Although there has been stagnation at a national level, Rep. Vandana Slatter, a Democrat with the 48th Legislative District, said the Washington state Legislature recently passed four bills centered on “common sense” gun control. Those new laws stipulate those who are convicted of domestic violence harassment will not be allowed to purchase guns; a law that banned bump stocks (Senate Bill 5992); and stricter concealed pistol license laws when those weapons are picked up by law enforcement (House Bill 2519); and the opportunity for individuals to put themselves on a no gun purchase/ownership list in case they have poor mental health or suicidal ideation (Senate Bill 5553).
Slatter, who was at a Bellevue High School student walkout that attracted 200 students, said the legislators were unable to do so this session, but will still try to pass Senate Bill 6620, which would implement an emergency response system for school safety as well as prohibits the sale or transfer of semiautomatic rifles unless both a federal and a state background check have been completed through law enforcement. It would also prohibit a person under the age of 21 from being able to purchase a semiautomatic rifle.
“They’ve had enough,” Slatter said. “That’s what I really heard here. As a legislator, I wanted to be here in solidarity with them because I think that we struggle with how to resolve this issue and it shouldn’t be that hard for a first world country to do this.”
But not everyone agreed with the sentiment that gun control measures were the answer to reducing gun violence.
A solitary 16-year-old Bellevue High School sophomore, Charlie Kern, walked up to the front of the Bellevue High School student walkout and held a sign that read: “More guns, less crime.”
Some were quick to try to block his message but he remained at the front throughout the last speech and during the moment of silence the students had for the 17 Stoneman Douglas High School students who were killed.
When asked about his stance, Kern responded, “I am holding this sign because I believe more guns equals less crime. I believe that background checks aren’t going to keep the illegals, or people, from getting guns.”
Bellevue High School sophomore Sofia Larrondo, 16, said she’s tired of feeling as though the issue of gun violence is being normalized.

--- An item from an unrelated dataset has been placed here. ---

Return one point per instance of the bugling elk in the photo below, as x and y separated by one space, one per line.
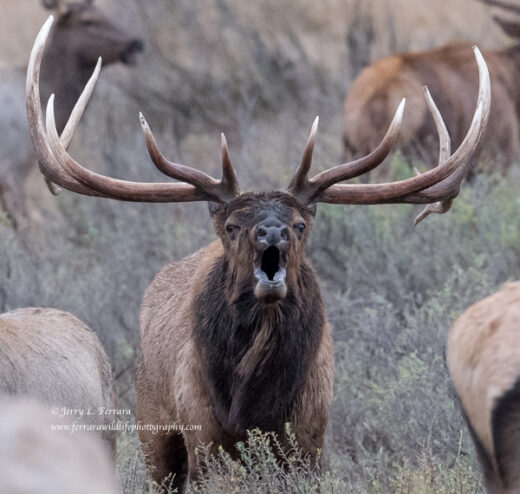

“As a daughter, sister, student and friend I have never felt more threatened,” she said. “If you would have asked me a couple of weeks ago, I would have told you I felt sad and scared. But not now. No, I am furious.”
Larrondo said she’s furious because since the start of the year, a school has been “shot up” every four days on average.
“Those who died in Parkland on Feb. 14 should not die in vain and they will not die in vain,” she said.
Bellevue High School junior Haley Cook, 17, said she believed her generation is the generation of change. And it’s her generation that can make the United States a safe place not only in schools, but in movie theaters, places of worship and concerts, she said.
“I would like to say that I’m sorry as adults we haven’t been able to make movement on this and that it takes young people’s voices,” she said. “But I feel so inspired by their ability to create a courageous space for remembrance for solidarity, for hope and for determination and that this would never happen again.”
Melissa Hellmann contributed to this report.